Dans des temps très anciens, au temps de Mathusalem, on peut dire, et même avant que le petit Jésus soit né, les Romains appelaient les tout premiers jours de janvier « calendes »… C’est à ce moment-là que le soleil se réchauffe et qu’il retrouve un peu d’énergie pour rallonger les jours. Les Romains, qui étaient acharnés au travail, appréciaient tout autant les fêtes. Les jours qui grandissent, ce n’est pas rien ! Ils fêtaient la fin du travail, les cortèges et les visites à la cave pour trinquer, pour autant qu’il reste encore « du clair » (du vin) dans le tonneau. 

Une telle coutume, vous le pensez bien, avait tout ce qu’il faut pour durer longtemps, aussi bien chez les Helvètes, les Burgondes que les Mérovingiens et les Valdotains ! 

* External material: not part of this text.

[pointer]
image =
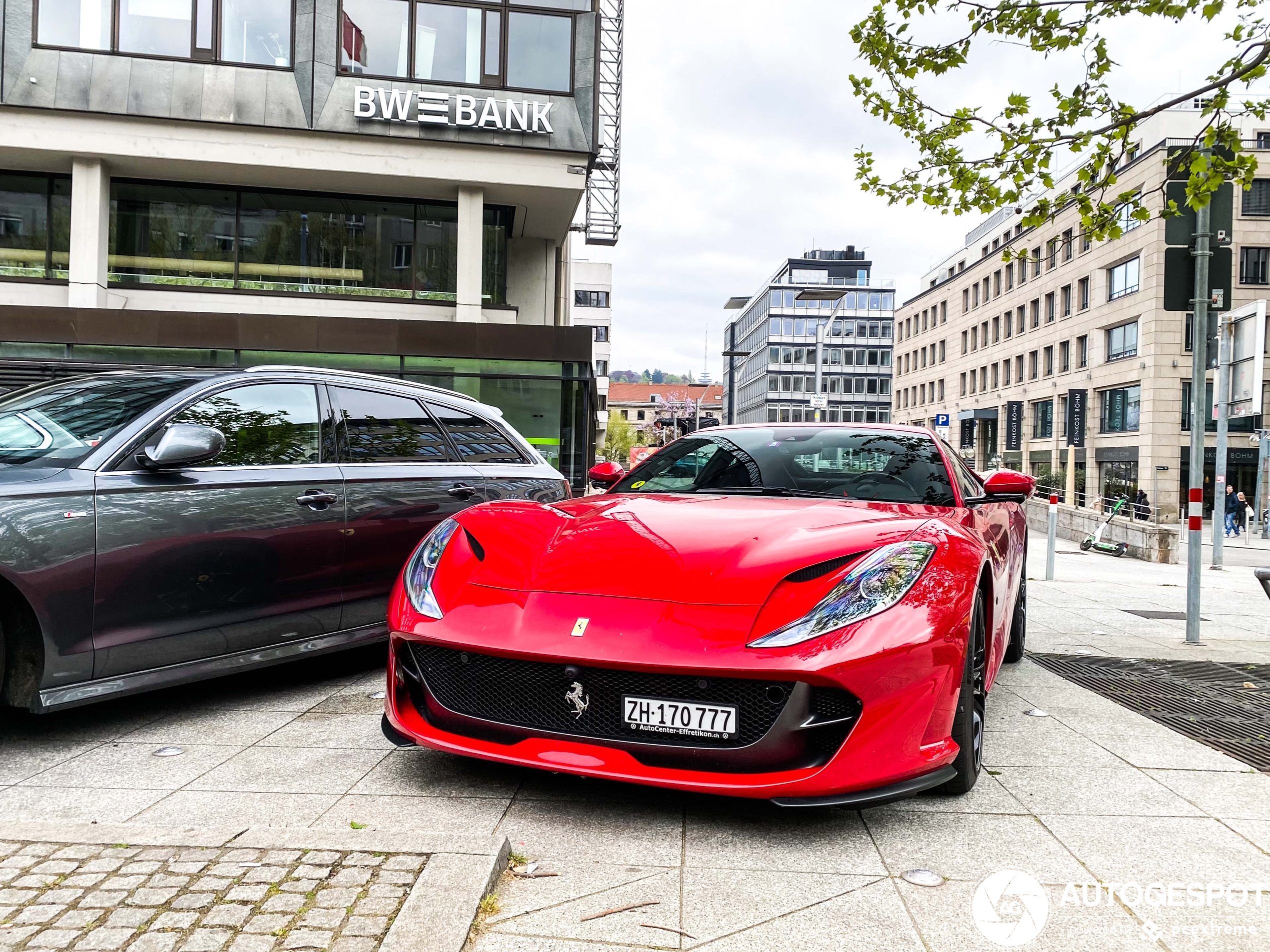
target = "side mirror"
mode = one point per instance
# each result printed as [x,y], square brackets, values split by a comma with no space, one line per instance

Alors, les siècles ont passé, mais pas le nom. « Calandes », certainement, a « déraillé », s’est popularisé, déformé, mais est resté fidèle au premier tournant de l’année, quand le soleil repique. 

Tant mieux ! Pour nos anciens, gens du peuple de ces anciens temps de guerres et de famines, la vie n’était pas toujours une petite promenade tranquille… 

Et pour nous, caché derrière le nom de « Chalandes », n’y a-t-il pas notre Nouvel-An, ses banquets, ses bouchons et ses réjouissances ? 

L’histoire du monde latin, puis romain, a fait que les Vaudois ont hérité, par le français, du nom de « chalandes » (en patois « Tsalande ») pour la fête de Noël. 

En 2015, presque plus personne ne dit « chalandes » pour Noël, mais je crois qu’il se dit encore à Genève . C’est caduc, nous l’avons oublié, à l’exception d’une poignée de patoisants « à la traîne » qui s’entêtent à chanter encore : « Tsalande galé… », parce que pour eux ce nom résonne encore comme une douce mélodie, qui vient de très loin, des premiers âges. 

Tout de même, c’es un bien joli nom, « Chalandes » ! 

Au cœur de l’hiver, la fête est douce, le feu réchauffe, le nom est plaisant. 

JOYEUX CHALANDES !
JOYEUX NOËL !
DZOYÂO TSALANDE !

Michel Freymond de la Coudre

↖ Tsalande à l’église des Charbonnières.